Australian-bred Thoroughbred racehorse

Archer (1856–1872) was an Australian Thoroughbred racehorse who won the first and the second Melbourne Cups in 1861 and 1862. He won both Cups easily, and is one of only five horses to win the Melbourne Cup twice or more and is one of only four horses to win successive Cups. In 2017 Archer was inducted to the Australian Racing Hall of Fame.

==Breeding==
Archer was sired by the successful imported sire William Tell (GB) (1843, by Touchstone); his dam, Maid of the Oaks (dam of Mariner and William Tell (1855)) was by Vagabond (GB) (by Cain). Archer's sire and dam had been owned by Thomas Molyneux "Tom" Royds (1824–1852) of Ballalaba, (described as being near Jembaicumbene, which was then a major settlement), New South Wales. Royds formed a breeding partnership with his uncle-in-law Andrew Badgery (c.1804–1857), keeping their many horses on the Andrew Badgery managed Exeter Farm in Jembaicumbene. For £51, Royds purchased the mare Maid Of The Oaks at the dispersal of Charles Smith's Clifton Stud in 1845. Royds also imported the stallion Sailor By The Sea, and in February 1847 the stallion William Tell. Archer's full-sister, Our Nell, won three races in four days at the Goulburn races (1855) and other races at city tracks.

==Early life==
Archer was probably foaled in 1856 at Exeter Farm in Jembaicumbene, near Braidwood in New South Wales.
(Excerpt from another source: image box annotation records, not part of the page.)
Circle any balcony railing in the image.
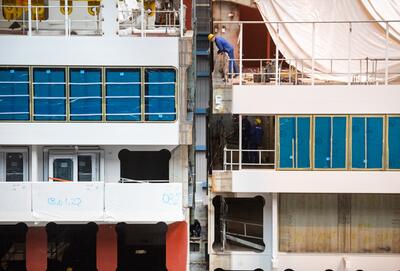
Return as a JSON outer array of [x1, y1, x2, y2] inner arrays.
[[214, 20, 400, 85], [222, 55, 400, 85], [0, 182, 184, 222], [0, 1, 104, 36], [224, 147, 275, 170]]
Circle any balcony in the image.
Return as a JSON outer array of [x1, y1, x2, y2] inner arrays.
[[213, 21, 400, 114], [0, 0, 186, 37], [0, 182, 184, 224]]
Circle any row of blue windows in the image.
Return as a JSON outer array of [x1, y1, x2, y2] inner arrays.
[[0, 68, 176, 121], [279, 115, 400, 169]]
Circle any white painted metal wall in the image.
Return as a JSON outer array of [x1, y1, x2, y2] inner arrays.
[[232, 85, 400, 115]]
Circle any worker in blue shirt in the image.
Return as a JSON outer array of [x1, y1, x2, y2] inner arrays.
[[208, 34, 239, 77]]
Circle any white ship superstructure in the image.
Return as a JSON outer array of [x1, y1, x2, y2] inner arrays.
[[0, 0, 192, 271]]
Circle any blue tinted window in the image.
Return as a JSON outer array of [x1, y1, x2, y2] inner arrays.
[[388, 117, 400, 169], [279, 117, 311, 168], [279, 117, 296, 168], [69, 68, 102, 121], [351, 117, 383, 168], [106, 69, 141, 121], [0, 68, 29, 120], [366, 117, 383, 168], [33, 68, 66, 120], [145, 69, 176, 121], [314, 117, 346, 168], [297, 117, 311, 168]]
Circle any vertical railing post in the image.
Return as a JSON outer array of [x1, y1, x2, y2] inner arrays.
[[239, 115, 243, 170], [239, 23, 243, 85], [385, 22, 389, 85], [35, 6, 39, 32], [28, 0, 32, 36], [275, 23, 279, 85], [311, 22, 315, 85], [64, 0, 69, 36], [180, 0, 186, 37], [347, 22, 352, 85], [224, 146, 226, 171]]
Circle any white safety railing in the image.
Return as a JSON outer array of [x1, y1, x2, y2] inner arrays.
[[223, 147, 275, 170], [224, 58, 400, 85], [0, 1, 103, 36], [118, 6, 185, 37], [214, 20, 400, 85]]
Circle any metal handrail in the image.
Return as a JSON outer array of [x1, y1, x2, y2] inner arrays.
[[118, 7, 183, 37], [219, 58, 400, 85], [0, 1, 104, 36], [223, 146, 275, 171]]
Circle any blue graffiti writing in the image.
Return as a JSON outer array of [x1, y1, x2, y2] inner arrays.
[[47, 197, 82, 208], [162, 193, 181, 206]]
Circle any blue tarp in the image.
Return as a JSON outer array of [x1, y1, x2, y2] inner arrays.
[[69, 68, 102, 121], [279, 117, 311, 168], [388, 117, 400, 169], [33, 68, 66, 120], [106, 69, 141, 121], [0, 68, 30, 120], [351, 117, 383, 168], [145, 69, 176, 121], [314, 117, 346, 168]]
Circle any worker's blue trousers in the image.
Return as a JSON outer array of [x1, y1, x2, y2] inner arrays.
[[227, 49, 239, 75]]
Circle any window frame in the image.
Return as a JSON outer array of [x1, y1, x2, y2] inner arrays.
[[0, 66, 33, 122], [65, 66, 102, 122], [0, 65, 180, 123], [275, 114, 314, 171], [384, 114, 400, 171], [29, 66, 70, 122], [312, 114, 351, 171], [102, 66, 144, 123], [0, 148, 29, 183], [348, 114, 387, 171], [47, 150, 102, 183], [141, 67, 179, 123]]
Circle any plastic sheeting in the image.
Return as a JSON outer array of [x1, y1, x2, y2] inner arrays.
[[106, 69, 141, 121], [257, 0, 400, 81], [279, 117, 311, 168], [33, 68, 66, 120], [0, 68, 29, 120], [69, 68, 102, 121], [145, 69, 176, 121], [351, 117, 383, 169]]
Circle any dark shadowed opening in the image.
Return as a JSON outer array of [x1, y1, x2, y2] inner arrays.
[[118, 149, 171, 182], [117, 223, 168, 271]]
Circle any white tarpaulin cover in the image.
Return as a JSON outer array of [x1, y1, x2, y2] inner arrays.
[[257, 0, 400, 81]]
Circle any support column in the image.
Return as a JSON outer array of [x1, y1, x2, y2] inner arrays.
[[272, 193, 279, 271], [30, 145, 39, 182], [26, 227, 47, 271], [96, 225, 118, 271], [167, 221, 188, 271]]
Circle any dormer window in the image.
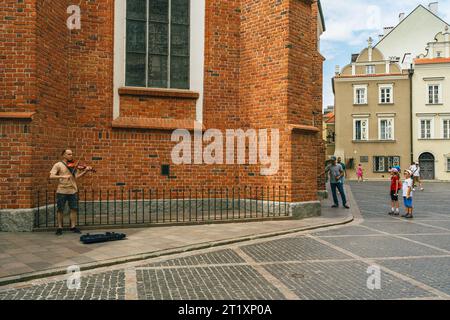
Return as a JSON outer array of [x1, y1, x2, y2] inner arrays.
[[366, 65, 375, 74]]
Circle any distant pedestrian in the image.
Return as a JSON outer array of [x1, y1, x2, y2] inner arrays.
[[402, 170, 414, 219], [356, 163, 364, 182], [337, 157, 347, 184], [411, 162, 424, 191], [389, 168, 402, 216], [325, 157, 350, 209]]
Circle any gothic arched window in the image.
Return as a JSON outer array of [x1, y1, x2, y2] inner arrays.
[[125, 0, 190, 89]]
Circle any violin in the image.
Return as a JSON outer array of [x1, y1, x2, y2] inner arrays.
[[67, 160, 97, 173]]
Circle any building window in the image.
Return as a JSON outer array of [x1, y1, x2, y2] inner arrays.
[[353, 119, 369, 141], [378, 119, 394, 140], [366, 66, 375, 74], [125, 0, 190, 89], [380, 85, 394, 104], [428, 84, 441, 104], [354, 86, 367, 104], [442, 119, 450, 139], [420, 119, 432, 139], [373, 156, 400, 173]]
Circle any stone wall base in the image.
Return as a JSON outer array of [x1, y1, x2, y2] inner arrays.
[[0, 199, 321, 232]]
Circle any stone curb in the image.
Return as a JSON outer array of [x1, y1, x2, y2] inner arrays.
[[0, 214, 354, 286]]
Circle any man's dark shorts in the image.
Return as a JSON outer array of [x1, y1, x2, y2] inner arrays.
[[56, 193, 78, 212], [391, 190, 398, 201]]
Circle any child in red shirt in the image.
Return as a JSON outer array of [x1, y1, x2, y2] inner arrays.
[[389, 168, 402, 216]]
In recent years evidence has been discovered that Archer may not have been foaled on the Exeter Farm owned by Roberts but on Royds' previous cattle farm Ballalaba, owned by Hassall. This is supported by Richard William Royds' (1922–?) (one of William Edward Royd's grandsons) writing in 1983 that Archer was foaled at Ballalaba; this view is supported by his widow and adopted son. All other references state that Archer was foaled at Exeter Farm, including Richard's older brother John Patrick Molyneux Royds (1920–?) in an interview published in 1969. It is also on Exeter Farm that other horses from the breeding partnership of Hassall and Roberts were foaled, including Archer's half-brother Mariner in 1854 (by Sailor By The Sea out of Maid Of The Oaks) and his full-brother William Tell in 1855 (by William Tell (GB) out of Maid Of The Oaks.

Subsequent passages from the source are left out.